Scenario two: a Warsaw IT company develops and sells an AI recruitment platform to corporate clients across Central and Eastern Europe. This is a standalone high-risk system in the employment domain. The August 2026 deadline applies. The company is a provider and carries the full conformity assessment burden. Its clients – the HR departments that use the platform – are deployers and must conduct fundamental-rights impact assessments before deploying the system. The contractual allocation of these responsibilities should be addressed now, not at the point of renewal.

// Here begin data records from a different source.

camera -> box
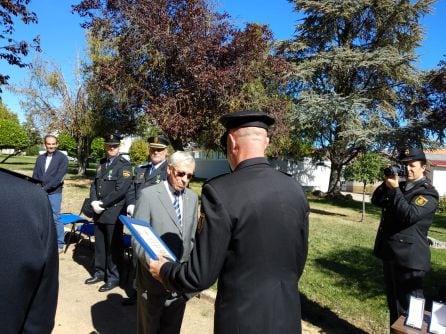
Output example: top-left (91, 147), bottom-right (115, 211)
top-left (384, 163), bottom-right (407, 176)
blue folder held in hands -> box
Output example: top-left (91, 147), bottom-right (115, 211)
top-left (119, 215), bottom-right (177, 261)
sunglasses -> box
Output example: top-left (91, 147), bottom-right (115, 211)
top-left (171, 166), bottom-right (194, 180)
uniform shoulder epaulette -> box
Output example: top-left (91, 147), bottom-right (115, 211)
top-left (278, 169), bottom-right (293, 177)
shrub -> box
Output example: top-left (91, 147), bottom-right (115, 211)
top-left (25, 145), bottom-right (39, 156)
top-left (437, 197), bottom-right (446, 213)
top-left (129, 139), bottom-right (148, 165)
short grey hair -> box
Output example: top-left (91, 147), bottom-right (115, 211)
top-left (167, 151), bottom-right (195, 167)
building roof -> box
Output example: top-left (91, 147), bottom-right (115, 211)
top-left (429, 160), bottom-right (446, 167)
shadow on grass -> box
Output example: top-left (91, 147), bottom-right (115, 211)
top-left (310, 208), bottom-right (347, 217)
top-left (300, 294), bottom-right (367, 334)
top-left (315, 247), bottom-right (383, 300)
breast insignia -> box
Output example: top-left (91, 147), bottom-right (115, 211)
top-left (415, 195), bottom-right (428, 206)
top-left (197, 212), bottom-right (206, 234)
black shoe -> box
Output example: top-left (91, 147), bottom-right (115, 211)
top-left (121, 295), bottom-right (136, 306)
top-left (99, 282), bottom-right (119, 292)
top-left (85, 275), bottom-right (104, 284)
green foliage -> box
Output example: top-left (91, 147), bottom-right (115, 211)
top-left (25, 145), bottom-right (40, 156)
top-left (0, 119), bottom-right (28, 149)
top-left (129, 139), bottom-right (149, 165)
top-left (90, 137), bottom-right (105, 161)
top-left (57, 134), bottom-right (77, 157)
top-left (344, 152), bottom-right (387, 187)
top-left (0, 99), bottom-right (19, 123)
top-left (279, 0), bottom-right (433, 193)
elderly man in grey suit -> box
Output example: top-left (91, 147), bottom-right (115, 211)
top-left (133, 151), bottom-right (198, 334)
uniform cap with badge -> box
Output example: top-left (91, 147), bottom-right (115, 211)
top-left (399, 147), bottom-right (426, 162)
top-left (104, 132), bottom-right (122, 145)
top-left (147, 135), bottom-right (170, 149)
top-left (219, 110), bottom-right (275, 151)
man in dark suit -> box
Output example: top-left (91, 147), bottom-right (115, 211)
top-left (0, 168), bottom-right (59, 334)
top-left (85, 133), bottom-right (132, 292)
top-left (150, 110), bottom-right (309, 334)
top-left (372, 148), bottom-right (438, 325)
top-left (126, 136), bottom-right (170, 216)
top-left (33, 134), bottom-right (68, 253)
top-left (122, 136), bottom-right (170, 305)
top-left (132, 151), bottom-right (198, 334)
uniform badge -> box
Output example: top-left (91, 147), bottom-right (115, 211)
top-left (197, 212), bottom-right (206, 234)
top-left (415, 195), bottom-right (428, 206)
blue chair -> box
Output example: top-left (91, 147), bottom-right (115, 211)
top-left (60, 213), bottom-right (90, 253)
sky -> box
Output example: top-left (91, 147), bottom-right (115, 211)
top-left (0, 0), bottom-right (446, 121)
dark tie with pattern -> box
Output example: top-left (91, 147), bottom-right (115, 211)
top-left (173, 191), bottom-right (183, 226)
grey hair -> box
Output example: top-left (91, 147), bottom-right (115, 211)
top-left (167, 151), bottom-right (195, 167)
top-left (43, 133), bottom-right (59, 143)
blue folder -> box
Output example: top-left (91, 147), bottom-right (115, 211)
top-left (119, 215), bottom-right (177, 261)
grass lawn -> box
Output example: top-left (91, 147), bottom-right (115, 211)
top-left (0, 156), bottom-right (446, 333)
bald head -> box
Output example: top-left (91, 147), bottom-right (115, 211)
top-left (227, 127), bottom-right (269, 170)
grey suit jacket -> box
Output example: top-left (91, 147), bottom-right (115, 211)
top-left (132, 182), bottom-right (198, 294)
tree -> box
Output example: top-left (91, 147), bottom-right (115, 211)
top-left (11, 59), bottom-right (109, 175)
top-left (344, 152), bottom-right (387, 223)
top-left (0, 119), bottom-right (28, 151)
top-left (278, 0), bottom-right (433, 194)
top-left (0, 0), bottom-right (40, 93)
top-left (0, 99), bottom-right (19, 123)
top-left (424, 60), bottom-right (446, 143)
top-left (74, 0), bottom-right (288, 149)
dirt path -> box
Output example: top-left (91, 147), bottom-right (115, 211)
top-left (53, 240), bottom-right (323, 334)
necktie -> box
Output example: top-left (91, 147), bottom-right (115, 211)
top-left (173, 191), bottom-right (183, 226)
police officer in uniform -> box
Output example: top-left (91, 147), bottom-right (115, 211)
top-left (372, 148), bottom-right (438, 325)
top-left (85, 133), bottom-right (132, 292)
top-left (127, 136), bottom-right (170, 216)
top-left (150, 110), bottom-right (309, 334)
top-left (122, 135), bottom-right (170, 305)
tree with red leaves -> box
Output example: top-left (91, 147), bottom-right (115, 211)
top-left (73, 0), bottom-right (289, 149)
top-left (0, 0), bottom-right (40, 93)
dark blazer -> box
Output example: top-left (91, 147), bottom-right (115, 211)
top-left (0, 169), bottom-right (59, 334)
top-left (90, 156), bottom-right (132, 224)
top-left (33, 150), bottom-right (68, 194)
top-left (126, 160), bottom-right (167, 205)
top-left (161, 158), bottom-right (309, 334)
top-left (372, 178), bottom-right (438, 271)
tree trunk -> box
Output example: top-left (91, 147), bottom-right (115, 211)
top-left (360, 182), bottom-right (367, 223)
top-left (327, 161), bottom-right (342, 196)
top-left (77, 137), bottom-right (92, 176)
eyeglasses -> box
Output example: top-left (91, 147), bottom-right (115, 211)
top-left (171, 166), bottom-right (194, 180)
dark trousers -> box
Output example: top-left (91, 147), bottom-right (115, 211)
top-left (383, 261), bottom-right (426, 325)
top-left (136, 289), bottom-right (186, 334)
top-left (94, 222), bottom-right (124, 283)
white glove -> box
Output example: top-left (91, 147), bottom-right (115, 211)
top-left (91, 201), bottom-right (105, 214)
top-left (127, 204), bottom-right (135, 217)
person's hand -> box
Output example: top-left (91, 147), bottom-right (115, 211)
top-left (91, 201), bottom-right (105, 214)
top-left (148, 255), bottom-right (167, 283)
top-left (127, 204), bottom-right (135, 217)
top-left (385, 174), bottom-right (400, 189)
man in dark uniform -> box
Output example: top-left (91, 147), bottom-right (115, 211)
top-left (85, 133), bottom-right (132, 292)
top-left (150, 110), bottom-right (309, 334)
top-left (0, 168), bottom-right (59, 334)
top-left (122, 135), bottom-right (170, 305)
top-left (372, 148), bottom-right (438, 325)
top-left (126, 136), bottom-right (170, 216)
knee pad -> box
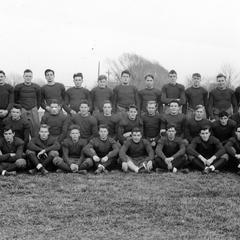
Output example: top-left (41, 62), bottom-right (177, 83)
top-left (15, 158), bottom-right (27, 168)
top-left (53, 157), bottom-right (63, 166)
top-left (48, 150), bottom-right (59, 157)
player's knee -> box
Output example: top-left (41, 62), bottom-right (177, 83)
top-left (49, 150), bottom-right (59, 158)
top-left (53, 157), bottom-right (63, 166)
top-left (15, 158), bottom-right (27, 168)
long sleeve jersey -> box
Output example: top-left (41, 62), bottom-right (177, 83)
top-left (41, 113), bottom-right (70, 142)
top-left (91, 86), bottom-right (113, 112)
top-left (185, 87), bottom-right (208, 110)
top-left (62, 138), bottom-right (87, 165)
top-left (119, 139), bottom-right (154, 162)
top-left (208, 88), bottom-right (237, 118)
top-left (14, 83), bottom-right (41, 110)
top-left (65, 87), bottom-right (92, 113)
top-left (27, 136), bottom-right (60, 153)
top-left (0, 83), bottom-right (14, 111)
top-left (156, 137), bottom-right (186, 160)
top-left (0, 137), bottom-right (24, 163)
top-left (41, 82), bottom-right (65, 109)
top-left (84, 137), bottom-right (119, 158)
top-left (113, 85), bottom-right (140, 110)
top-left (72, 114), bottom-right (98, 140)
top-left (139, 88), bottom-right (162, 112)
top-left (212, 119), bottom-right (236, 145)
top-left (161, 83), bottom-right (186, 105)
top-left (187, 136), bottom-right (225, 159)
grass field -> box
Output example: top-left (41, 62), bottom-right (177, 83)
top-left (0, 172), bottom-right (240, 240)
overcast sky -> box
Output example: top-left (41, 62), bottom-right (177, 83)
top-left (0, 0), bottom-right (240, 87)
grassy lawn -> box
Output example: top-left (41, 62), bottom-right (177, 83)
top-left (0, 172), bottom-right (240, 240)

For a German investor with a Polish subsidiary that deploys AI-based customer credit-scoring tools, the exposure is layered. The subsidiary is likely a deployer, not a provider – but deployer obligations under the AI Act are not trivial. The subsidiary must verify that the provider has completed conformity assessment, maintain logs of system use, and report serious incidents to the national supervisory authority. Cross-border compliance – particularly where the provider is based outside the EU – requires careful due diligence. Our team obtained interim contractual protections for a German investor's Polish subsidiary in Lower Silesia (spring 2026) when its AI vendor failed to deliver the required conformity documentation on time.
The common thread across all three scenarios is timing. Companies that begin classification and gap analysis in Q1 2026 can realistically complete high-risk compliance before August. Companies that wait until Q2 2026 will almost certainly miss the deadline – and will forfeit the ability to place or continue operating their AI systems lawfully until remediation is complete.
What are the most common mistakes Polish companies make in AI Act preparation?
The most expensive mistake is misclassification in the direction of minimal risk. Polish companies frequently assume that because their AI tool is sold as a productivity feature – a document summariser, a scheduling assistant – it cannot be high-risk. But the AI Act classifies by intended purpose and actual use, not by how the tool is marketed. An AI system that assists in performance evaluation decisions, even as a "recommendation engine," may well be high-risk under the employment domain.
The second common mistake is treating AI Act compliance as an IT project rather than a legal and governance one. Technical documentation is only one component. Risk-management systems, fundamental-rights impact assessments, human oversight mechanisms, and post-market monitoring all require legal and operational input. Polish companies that assign the entire compliance programme to their development team will produce documentation that satisfies engineers but fails regulatory scrutiny.
The third mistake is ignoring the GPAI layer. Many Polish companies use large language models or other foundation models as components in their own products. From August 2025, providers of GPAI models with systemic risk face enhanced obligations. But Polish companies that build on top of those models also have obligations: they must understand the capabilities and limitations of the underlying model, obtain technical documentation from the GPAI provider, and ensure their own system's conformity assessment reflects the model's known limitations. Contracts with GPAI providers signed before August 2025 may not contain the required disclosures – and renegotiating them takes time.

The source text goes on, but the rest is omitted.